D. DÉPLOIEMENT DES BORNES DE RECHARGE POUR VÉHICULES ÉLECTRIQUES : TENIR COMPTE DES CONTRAINTES SPÉCIFIQUES AUX ZONES DE MONTAGNE
L'article 5 de la proposition de loi adoptée par l'Assemblée nationale prévoit que les schémas directeurs de déploiement des infrastructures de recharge ouvertes au public pour les véhicules électriques (SDIRVE) - document de planification du déploiement des bornes de recharge au niveau local depuis la loi d'orientation des mobilités (LOM) de 2019 - veillent à assurer un maillage territorial équilibré en bornes de recharge dans les zones de montagne en tenant compte de leurs spécificités (géographiques, climatiques et touristiques), et en favorisant « les solutions de recharge adaptées à des durées de stationnement prolongées », c'est-à-dire les solutions de recharge lente.
L'inscription dans la loi du principe selon lequel les SDIRVE (généralement élaborés par des syndicats d'énergie) tiennent compte des besoins spécifiques des zones de montagne constitue une avancée à saluer. Toutefois, le ciblage des bornes de recharge lente est inadapté aux contraintes spécifiques de ces territoires. La consommation énergétique des véhicules électriques est en effet plus élevée en zone de montagne qu'ailleurs du fait de particularités notamment topographiques et météorologiques, induisant un besoin de recharge plus fréquent et une planification des déplacements plus complexe.

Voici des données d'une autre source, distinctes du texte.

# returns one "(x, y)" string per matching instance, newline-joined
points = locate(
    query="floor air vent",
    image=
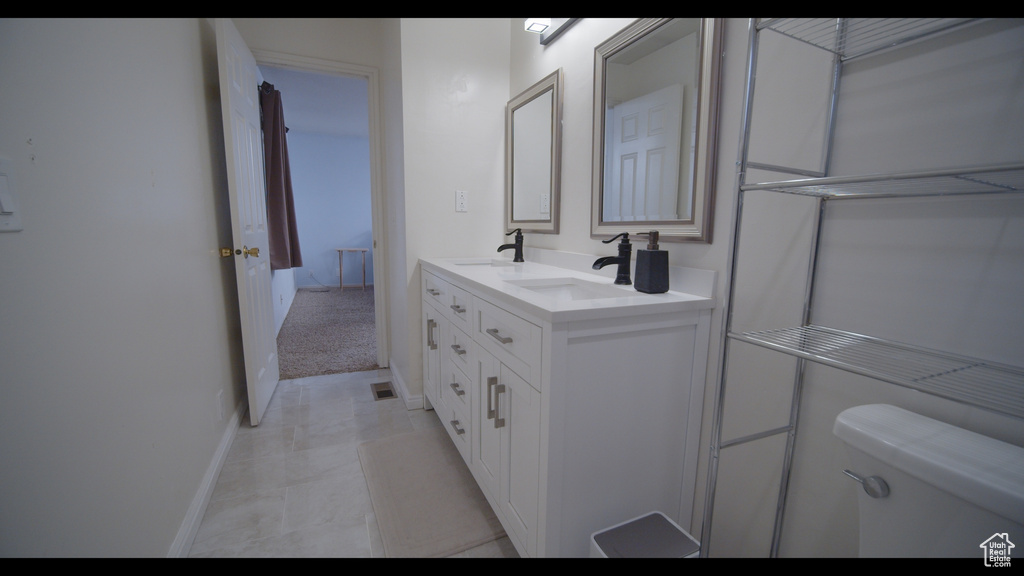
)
(382, 391)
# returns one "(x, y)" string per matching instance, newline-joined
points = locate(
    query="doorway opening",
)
(326, 311)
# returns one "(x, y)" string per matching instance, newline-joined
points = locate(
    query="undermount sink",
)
(484, 262)
(571, 288)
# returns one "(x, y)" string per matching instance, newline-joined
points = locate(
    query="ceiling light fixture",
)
(538, 26)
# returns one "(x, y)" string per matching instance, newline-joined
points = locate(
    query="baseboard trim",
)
(194, 518)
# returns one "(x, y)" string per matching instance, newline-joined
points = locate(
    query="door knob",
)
(254, 252)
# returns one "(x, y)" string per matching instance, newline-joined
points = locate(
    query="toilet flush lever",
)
(873, 485)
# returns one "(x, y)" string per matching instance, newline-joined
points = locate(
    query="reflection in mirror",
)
(532, 157)
(655, 112)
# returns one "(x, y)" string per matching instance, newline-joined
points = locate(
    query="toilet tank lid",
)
(980, 469)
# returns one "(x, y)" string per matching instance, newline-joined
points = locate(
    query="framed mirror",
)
(655, 122)
(532, 157)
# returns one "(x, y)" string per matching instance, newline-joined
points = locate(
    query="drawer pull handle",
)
(431, 342)
(455, 426)
(499, 337)
(499, 389)
(492, 380)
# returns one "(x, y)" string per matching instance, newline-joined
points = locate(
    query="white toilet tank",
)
(950, 492)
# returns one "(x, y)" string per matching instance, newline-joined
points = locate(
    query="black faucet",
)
(517, 245)
(623, 259)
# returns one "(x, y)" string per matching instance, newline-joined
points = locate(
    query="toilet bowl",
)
(930, 489)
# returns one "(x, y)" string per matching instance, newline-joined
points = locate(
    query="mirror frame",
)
(552, 83)
(698, 227)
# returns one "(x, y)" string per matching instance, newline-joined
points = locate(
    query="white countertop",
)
(499, 284)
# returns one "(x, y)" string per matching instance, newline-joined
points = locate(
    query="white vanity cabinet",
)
(576, 415)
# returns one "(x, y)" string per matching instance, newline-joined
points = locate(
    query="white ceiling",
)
(321, 103)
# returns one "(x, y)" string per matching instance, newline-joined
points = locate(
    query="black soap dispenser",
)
(652, 268)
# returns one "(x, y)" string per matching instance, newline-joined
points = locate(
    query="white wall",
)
(455, 87)
(119, 324)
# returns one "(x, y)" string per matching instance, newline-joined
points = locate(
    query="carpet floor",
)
(328, 331)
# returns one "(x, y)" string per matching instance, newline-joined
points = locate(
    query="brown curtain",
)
(284, 233)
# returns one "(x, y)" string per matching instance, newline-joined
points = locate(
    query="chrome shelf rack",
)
(967, 380)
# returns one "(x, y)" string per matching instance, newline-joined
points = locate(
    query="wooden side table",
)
(341, 266)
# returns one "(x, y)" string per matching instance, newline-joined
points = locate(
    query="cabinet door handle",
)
(500, 338)
(499, 389)
(455, 426)
(431, 324)
(492, 380)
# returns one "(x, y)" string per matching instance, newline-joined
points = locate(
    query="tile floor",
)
(293, 487)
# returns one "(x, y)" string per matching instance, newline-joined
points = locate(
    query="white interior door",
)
(643, 157)
(240, 79)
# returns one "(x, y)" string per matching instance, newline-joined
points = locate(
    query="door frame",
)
(372, 76)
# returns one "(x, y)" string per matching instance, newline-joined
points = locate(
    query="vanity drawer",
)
(435, 290)
(460, 347)
(460, 432)
(460, 307)
(514, 340)
(457, 392)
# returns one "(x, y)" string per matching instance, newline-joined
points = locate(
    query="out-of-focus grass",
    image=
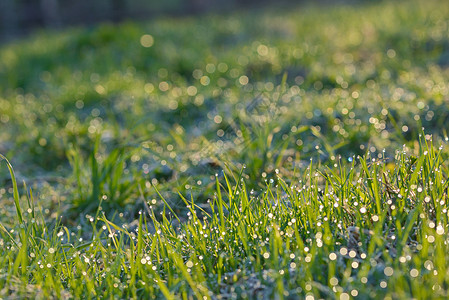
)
(107, 121)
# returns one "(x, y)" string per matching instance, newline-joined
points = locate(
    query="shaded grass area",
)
(248, 155)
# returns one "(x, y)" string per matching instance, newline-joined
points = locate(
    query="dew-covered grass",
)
(283, 152)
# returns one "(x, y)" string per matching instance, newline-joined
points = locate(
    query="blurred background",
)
(19, 17)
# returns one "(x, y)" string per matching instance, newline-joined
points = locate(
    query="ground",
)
(278, 152)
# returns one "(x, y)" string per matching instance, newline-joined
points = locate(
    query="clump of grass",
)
(367, 228)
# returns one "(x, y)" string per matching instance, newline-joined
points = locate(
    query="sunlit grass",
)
(212, 157)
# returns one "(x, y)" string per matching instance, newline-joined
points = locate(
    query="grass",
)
(209, 157)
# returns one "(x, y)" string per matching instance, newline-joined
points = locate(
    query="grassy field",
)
(283, 152)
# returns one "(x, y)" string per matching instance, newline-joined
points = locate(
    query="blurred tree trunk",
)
(118, 10)
(9, 17)
(50, 12)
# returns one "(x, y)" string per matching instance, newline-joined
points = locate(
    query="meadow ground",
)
(282, 152)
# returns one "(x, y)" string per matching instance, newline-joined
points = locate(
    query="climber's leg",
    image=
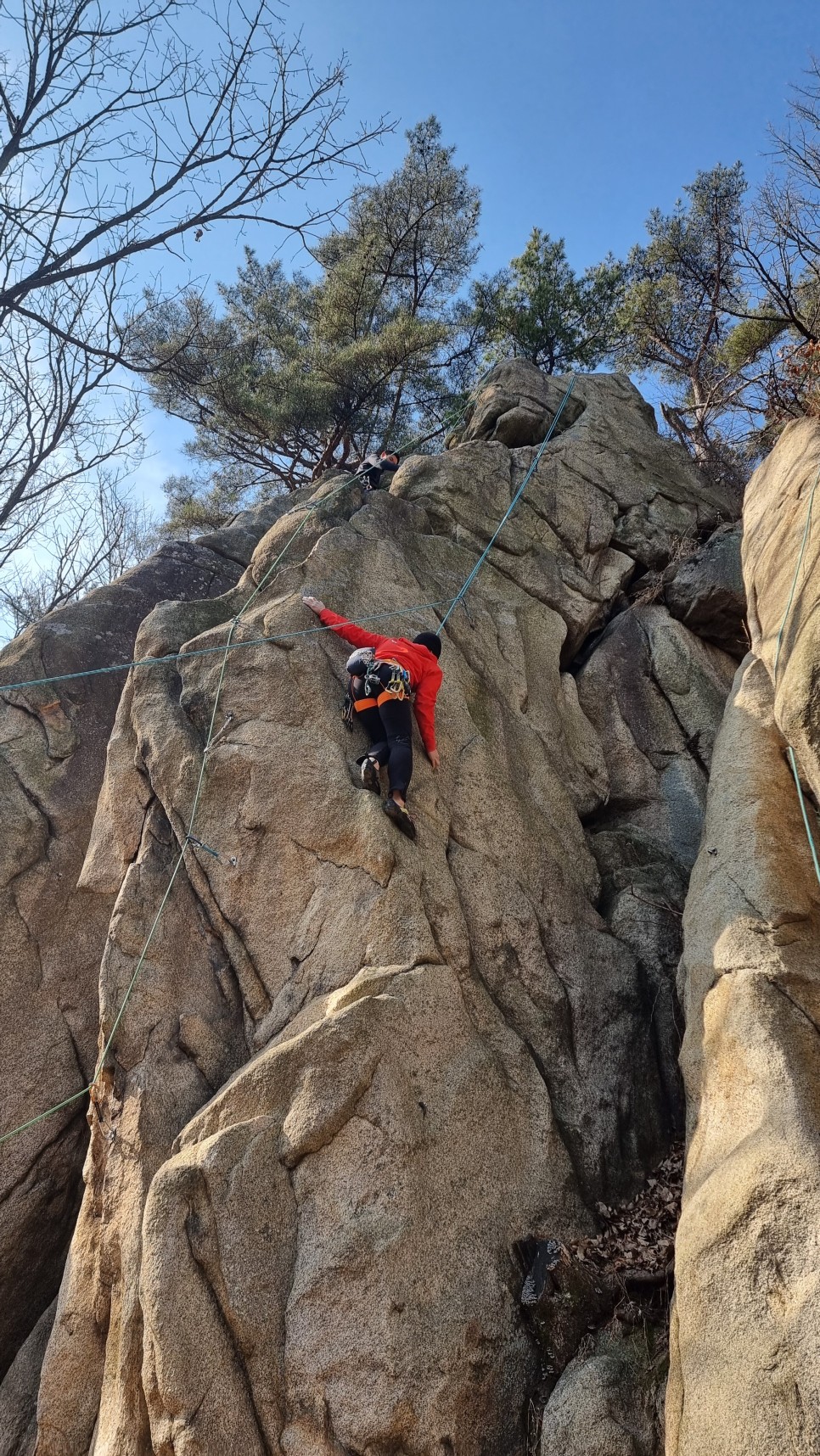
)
(396, 725)
(368, 714)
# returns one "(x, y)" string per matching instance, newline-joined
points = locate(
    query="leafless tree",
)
(120, 137)
(783, 238)
(92, 542)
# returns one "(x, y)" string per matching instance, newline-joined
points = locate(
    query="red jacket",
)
(421, 664)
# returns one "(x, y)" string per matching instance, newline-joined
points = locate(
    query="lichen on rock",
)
(356, 1071)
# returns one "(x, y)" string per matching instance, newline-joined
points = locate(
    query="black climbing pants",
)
(395, 743)
(388, 724)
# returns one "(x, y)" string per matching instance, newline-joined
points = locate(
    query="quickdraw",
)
(398, 683)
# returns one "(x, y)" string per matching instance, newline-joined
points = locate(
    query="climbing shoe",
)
(401, 817)
(370, 775)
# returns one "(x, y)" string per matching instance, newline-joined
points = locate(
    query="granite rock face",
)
(705, 591)
(53, 748)
(354, 1071)
(746, 1337)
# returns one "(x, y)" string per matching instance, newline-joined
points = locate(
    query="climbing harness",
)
(395, 687)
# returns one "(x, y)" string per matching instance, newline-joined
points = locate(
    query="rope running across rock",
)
(226, 648)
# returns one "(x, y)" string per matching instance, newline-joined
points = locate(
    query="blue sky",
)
(573, 117)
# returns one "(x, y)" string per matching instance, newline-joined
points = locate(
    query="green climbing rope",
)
(789, 602)
(189, 839)
(510, 508)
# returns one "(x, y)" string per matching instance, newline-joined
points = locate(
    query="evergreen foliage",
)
(297, 374)
(539, 309)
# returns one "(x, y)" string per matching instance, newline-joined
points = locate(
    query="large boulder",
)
(53, 750)
(354, 1071)
(746, 1337)
(516, 404)
(609, 1404)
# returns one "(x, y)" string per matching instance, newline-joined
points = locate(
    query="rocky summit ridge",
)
(385, 1126)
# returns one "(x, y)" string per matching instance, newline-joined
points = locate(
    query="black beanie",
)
(430, 641)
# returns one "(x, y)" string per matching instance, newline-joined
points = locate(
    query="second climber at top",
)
(398, 669)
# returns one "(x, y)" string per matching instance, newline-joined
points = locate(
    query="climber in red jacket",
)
(399, 667)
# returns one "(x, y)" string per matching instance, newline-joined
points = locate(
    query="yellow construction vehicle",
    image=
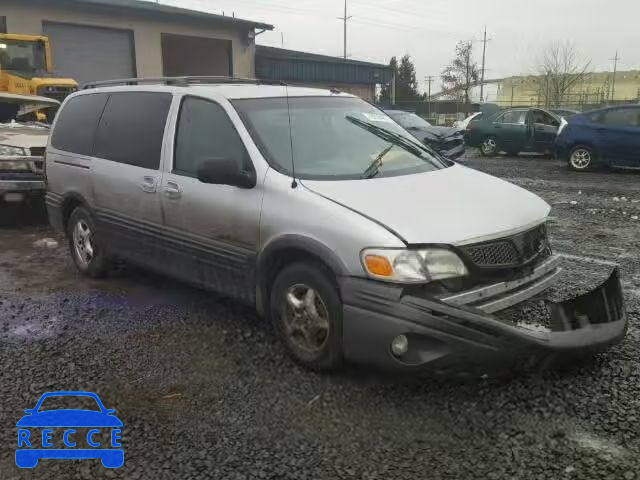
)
(26, 68)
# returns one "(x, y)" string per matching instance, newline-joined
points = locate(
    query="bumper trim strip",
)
(542, 275)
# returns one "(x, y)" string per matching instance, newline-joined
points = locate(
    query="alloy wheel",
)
(489, 146)
(306, 318)
(580, 158)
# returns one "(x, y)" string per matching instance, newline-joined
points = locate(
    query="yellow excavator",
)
(26, 68)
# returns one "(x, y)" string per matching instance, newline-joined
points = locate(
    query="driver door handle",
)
(172, 190)
(149, 184)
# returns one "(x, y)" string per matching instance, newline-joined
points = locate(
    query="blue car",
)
(607, 137)
(59, 430)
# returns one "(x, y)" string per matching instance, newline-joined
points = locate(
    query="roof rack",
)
(180, 81)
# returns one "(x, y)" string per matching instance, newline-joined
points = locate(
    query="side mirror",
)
(225, 171)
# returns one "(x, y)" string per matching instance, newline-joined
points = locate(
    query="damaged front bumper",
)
(463, 331)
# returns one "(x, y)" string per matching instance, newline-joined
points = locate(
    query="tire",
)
(581, 158)
(89, 257)
(489, 146)
(309, 325)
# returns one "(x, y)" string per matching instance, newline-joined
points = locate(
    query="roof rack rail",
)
(180, 81)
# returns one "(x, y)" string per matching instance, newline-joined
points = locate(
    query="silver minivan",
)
(357, 241)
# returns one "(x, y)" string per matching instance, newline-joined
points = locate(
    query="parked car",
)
(515, 130)
(462, 125)
(444, 140)
(564, 112)
(606, 137)
(52, 411)
(22, 147)
(319, 211)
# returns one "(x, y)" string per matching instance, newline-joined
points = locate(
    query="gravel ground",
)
(204, 391)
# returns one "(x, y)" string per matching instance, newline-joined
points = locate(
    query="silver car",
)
(317, 209)
(22, 147)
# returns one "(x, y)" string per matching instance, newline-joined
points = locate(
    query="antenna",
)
(294, 184)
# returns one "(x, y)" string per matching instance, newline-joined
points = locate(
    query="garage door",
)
(87, 53)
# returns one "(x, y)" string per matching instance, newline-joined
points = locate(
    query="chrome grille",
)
(510, 252)
(493, 254)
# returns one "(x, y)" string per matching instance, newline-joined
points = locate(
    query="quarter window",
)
(624, 117)
(544, 118)
(132, 127)
(514, 116)
(75, 128)
(205, 132)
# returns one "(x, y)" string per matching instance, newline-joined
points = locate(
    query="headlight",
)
(412, 266)
(12, 151)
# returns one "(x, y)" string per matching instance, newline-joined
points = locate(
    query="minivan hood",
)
(26, 136)
(455, 205)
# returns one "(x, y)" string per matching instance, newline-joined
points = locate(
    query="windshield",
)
(333, 138)
(409, 120)
(21, 56)
(69, 402)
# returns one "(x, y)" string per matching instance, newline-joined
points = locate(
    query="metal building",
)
(106, 39)
(301, 68)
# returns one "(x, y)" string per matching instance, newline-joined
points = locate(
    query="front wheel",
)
(306, 311)
(581, 158)
(489, 147)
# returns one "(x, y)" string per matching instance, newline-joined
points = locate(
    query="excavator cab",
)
(26, 68)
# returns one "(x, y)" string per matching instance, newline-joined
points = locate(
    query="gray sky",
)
(429, 29)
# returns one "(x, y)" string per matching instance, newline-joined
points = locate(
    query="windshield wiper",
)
(374, 167)
(388, 135)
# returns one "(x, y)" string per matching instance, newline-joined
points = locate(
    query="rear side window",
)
(76, 125)
(623, 117)
(515, 116)
(205, 132)
(132, 127)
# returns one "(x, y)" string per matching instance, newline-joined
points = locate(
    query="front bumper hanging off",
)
(463, 330)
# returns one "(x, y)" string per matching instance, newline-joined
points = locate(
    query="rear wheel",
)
(306, 311)
(86, 251)
(489, 146)
(581, 158)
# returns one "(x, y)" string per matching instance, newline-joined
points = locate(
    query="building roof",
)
(274, 52)
(291, 65)
(153, 8)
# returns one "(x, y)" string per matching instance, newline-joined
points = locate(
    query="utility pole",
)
(429, 79)
(484, 53)
(613, 80)
(345, 19)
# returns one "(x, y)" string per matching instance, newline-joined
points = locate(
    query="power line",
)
(484, 54)
(613, 80)
(345, 19)
(429, 79)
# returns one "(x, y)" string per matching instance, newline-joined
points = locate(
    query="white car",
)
(22, 146)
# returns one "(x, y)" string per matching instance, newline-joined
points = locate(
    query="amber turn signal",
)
(378, 265)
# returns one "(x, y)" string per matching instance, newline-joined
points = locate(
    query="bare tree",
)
(560, 69)
(462, 74)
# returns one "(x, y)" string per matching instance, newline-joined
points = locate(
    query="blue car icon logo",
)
(59, 433)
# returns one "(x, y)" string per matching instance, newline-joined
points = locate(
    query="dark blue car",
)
(606, 137)
(48, 431)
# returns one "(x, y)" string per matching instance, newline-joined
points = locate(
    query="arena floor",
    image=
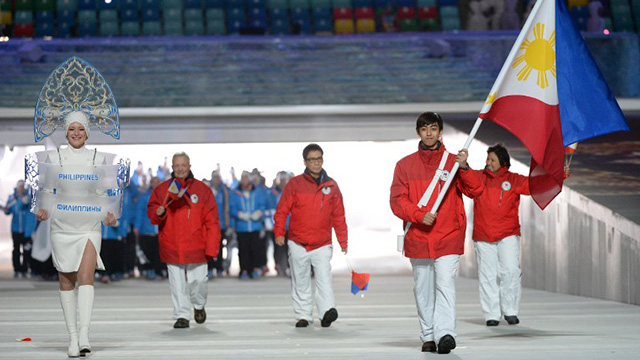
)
(254, 320)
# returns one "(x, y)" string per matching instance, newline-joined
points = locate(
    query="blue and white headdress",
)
(76, 92)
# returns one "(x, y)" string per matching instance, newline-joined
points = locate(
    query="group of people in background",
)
(297, 215)
(131, 249)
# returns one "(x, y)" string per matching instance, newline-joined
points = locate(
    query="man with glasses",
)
(315, 203)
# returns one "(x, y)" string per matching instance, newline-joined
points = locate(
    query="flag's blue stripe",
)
(587, 105)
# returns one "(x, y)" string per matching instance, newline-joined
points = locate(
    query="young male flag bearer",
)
(315, 203)
(434, 241)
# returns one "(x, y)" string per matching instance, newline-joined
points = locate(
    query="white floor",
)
(254, 320)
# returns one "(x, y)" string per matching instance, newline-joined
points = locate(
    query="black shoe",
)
(181, 324)
(512, 320)
(429, 346)
(446, 344)
(200, 315)
(330, 316)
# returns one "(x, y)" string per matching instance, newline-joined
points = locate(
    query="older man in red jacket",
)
(315, 203)
(434, 242)
(185, 210)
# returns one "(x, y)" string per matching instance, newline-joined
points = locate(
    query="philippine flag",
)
(550, 94)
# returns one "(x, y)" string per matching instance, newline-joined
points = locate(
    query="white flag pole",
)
(454, 170)
(496, 86)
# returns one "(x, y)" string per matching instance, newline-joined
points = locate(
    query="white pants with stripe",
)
(188, 285)
(300, 262)
(499, 277)
(435, 293)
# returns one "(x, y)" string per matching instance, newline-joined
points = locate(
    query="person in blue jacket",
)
(112, 253)
(280, 253)
(247, 205)
(148, 234)
(18, 206)
(221, 193)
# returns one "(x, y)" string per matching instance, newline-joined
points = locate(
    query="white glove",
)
(256, 215)
(229, 232)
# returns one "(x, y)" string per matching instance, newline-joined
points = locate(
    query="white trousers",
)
(300, 262)
(435, 293)
(499, 277)
(188, 285)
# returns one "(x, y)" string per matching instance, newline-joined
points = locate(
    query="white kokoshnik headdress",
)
(76, 92)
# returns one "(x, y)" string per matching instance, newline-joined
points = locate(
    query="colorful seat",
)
(365, 25)
(130, 28)
(344, 26)
(151, 28)
(109, 28)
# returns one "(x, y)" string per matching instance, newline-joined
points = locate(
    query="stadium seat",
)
(86, 4)
(87, 29)
(87, 17)
(173, 27)
(171, 4)
(194, 26)
(23, 17)
(45, 5)
(365, 13)
(344, 27)
(150, 15)
(130, 28)
(150, 4)
(280, 27)
(215, 4)
(23, 30)
(365, 25)
(129, 15)
(67, 5)
(44, 28)
(151, 28)
(108, 15)
(216, 27)
(22, 5)
(128, 4)
(193, 4)
(109, 28)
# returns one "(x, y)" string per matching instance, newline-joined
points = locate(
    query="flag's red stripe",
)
(537, 125)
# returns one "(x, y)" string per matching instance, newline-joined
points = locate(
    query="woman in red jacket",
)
(496, 235)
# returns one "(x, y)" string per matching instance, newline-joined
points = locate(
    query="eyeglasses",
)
(316, 160)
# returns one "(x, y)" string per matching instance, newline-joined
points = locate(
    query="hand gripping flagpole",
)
(454, 170)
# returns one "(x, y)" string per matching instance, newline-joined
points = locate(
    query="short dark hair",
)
(309, 148)
(428, 118)
(502, 154)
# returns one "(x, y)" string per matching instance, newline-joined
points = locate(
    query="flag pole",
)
(454, 170)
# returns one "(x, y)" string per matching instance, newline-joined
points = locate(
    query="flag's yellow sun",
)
(539, 54)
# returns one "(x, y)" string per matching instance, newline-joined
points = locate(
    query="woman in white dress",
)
(76, 244)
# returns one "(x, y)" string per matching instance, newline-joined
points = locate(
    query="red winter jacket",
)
(190, 226)
(315, 209)
(411, 178)
(495, 212)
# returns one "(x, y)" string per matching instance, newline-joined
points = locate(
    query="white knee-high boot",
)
(69, 309)
(85, 307)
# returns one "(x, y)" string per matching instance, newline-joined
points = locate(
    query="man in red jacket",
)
(187, 214)
(315, 203)
(434, 242)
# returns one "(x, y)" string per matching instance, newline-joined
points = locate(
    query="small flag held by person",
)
(359, 282)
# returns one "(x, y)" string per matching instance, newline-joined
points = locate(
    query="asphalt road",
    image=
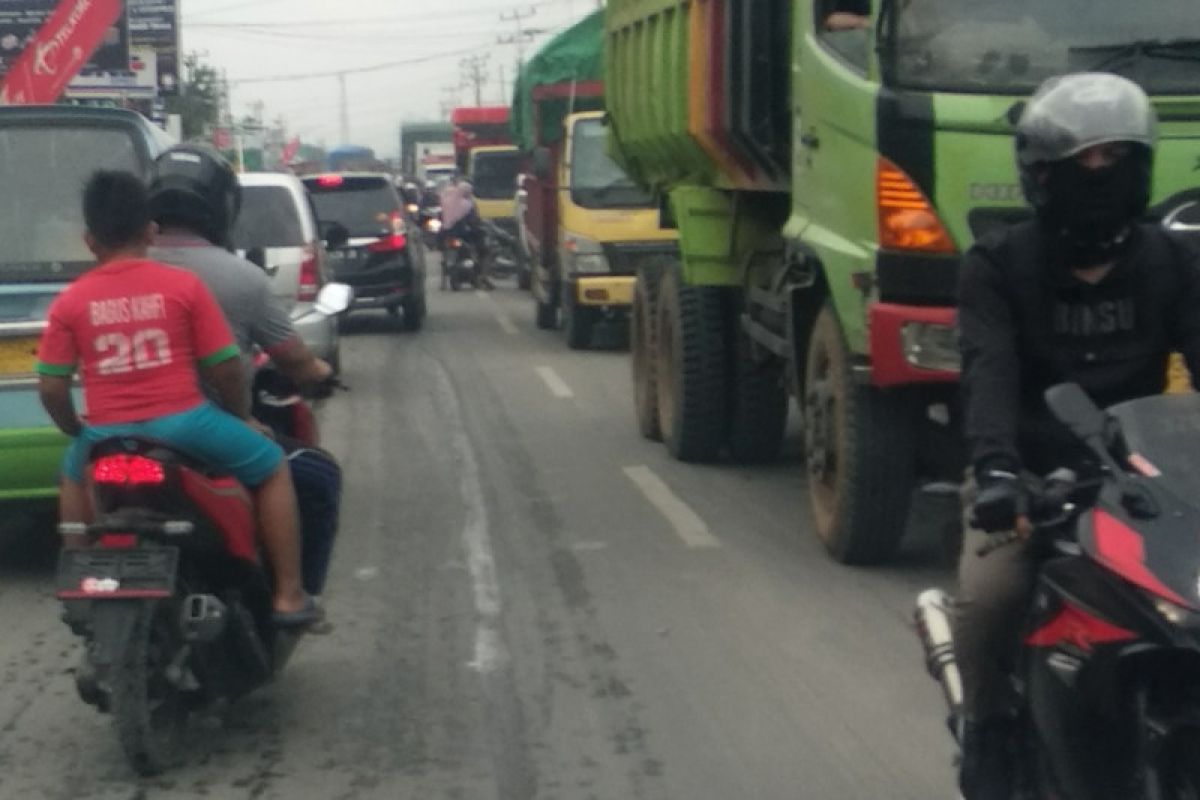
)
(531, 601)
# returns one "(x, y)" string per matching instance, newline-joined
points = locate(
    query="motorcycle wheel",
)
(148, 708)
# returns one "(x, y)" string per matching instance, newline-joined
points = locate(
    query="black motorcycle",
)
(461, 260)
(1109, 668)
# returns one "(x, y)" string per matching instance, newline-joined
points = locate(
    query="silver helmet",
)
(1072, 113)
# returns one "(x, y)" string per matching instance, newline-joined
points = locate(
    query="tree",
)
(198, 101)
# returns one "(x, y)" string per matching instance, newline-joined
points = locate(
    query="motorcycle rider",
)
(1087, 293)
(460, 217)
(150, 388)
(195, 198)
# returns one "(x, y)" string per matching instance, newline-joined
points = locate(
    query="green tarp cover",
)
(575, 54)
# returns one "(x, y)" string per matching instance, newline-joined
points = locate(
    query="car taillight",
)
(388, 244)
(132, 470)
(310, 278)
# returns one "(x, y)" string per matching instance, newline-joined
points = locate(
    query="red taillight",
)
(118, 541)
(310, 278)
(388, 244)
(133, 470)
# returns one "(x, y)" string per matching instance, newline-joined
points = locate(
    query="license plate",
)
(118, 575)
(17, 355)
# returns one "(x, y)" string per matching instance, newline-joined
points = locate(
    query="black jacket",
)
(1026, 324)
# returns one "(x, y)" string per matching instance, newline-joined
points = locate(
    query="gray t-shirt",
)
(241, 289)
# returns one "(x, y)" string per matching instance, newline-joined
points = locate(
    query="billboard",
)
(42, 53)
(155, 24)
(21, 19)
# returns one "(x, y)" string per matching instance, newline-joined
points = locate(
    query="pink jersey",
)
(136, 330)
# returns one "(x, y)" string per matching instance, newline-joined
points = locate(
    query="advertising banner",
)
(43, 49)
(155, 24)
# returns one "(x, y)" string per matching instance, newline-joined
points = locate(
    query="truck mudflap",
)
(605, 290)
(912, 344)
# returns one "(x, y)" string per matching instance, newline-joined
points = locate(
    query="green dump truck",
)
(826, 179)
(585, 223)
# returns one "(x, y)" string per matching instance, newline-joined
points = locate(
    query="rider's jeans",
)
(994, 593)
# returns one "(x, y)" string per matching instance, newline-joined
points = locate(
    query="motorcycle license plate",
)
(143, 572)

Dès lors, afin d'éviter des tensions sur l'accès à la recharge et de garantir la fluidité et la continuité des trajets, il importe d'accentuer le déploiement en zone de montagne des bornes à recharge rapide (ces bornes permettent la charge complète d'un véhicule léger en 20 minutes environ, au lieu de 4 à 8 heures). Cela est d'autant plus essentiel dans les territoires de montagne connaissant une forte fréquentation saisonnière liée aux activités touristiques, pour éviter des problèmes d'indisponibilité des bornes.
Face à ces constats, la commission a adopté l'amendement COM-65 du rapporteur (et deux amendements COM-31 et COM-22 rect. identiques) proposant de remplacer la mention des « solutions de recharge adaptées à des durées de stationnement prolongées » par celle de « solutions de recharge rapide ». En conséquence, la commission a supprimé l'article 11 ter (amendement COM-66 du rapporteur et amendement identique COM-36) qui prévoyait la remise d'un rapport du Gouvernement au Parlement tous les deux ans sur le déploiement de bornes de recharge rapide en zone de montagne, considérant son objectif satisfait.
* 2 Ce texte fait référence à l'article L. 211-7 du code de l'environnement.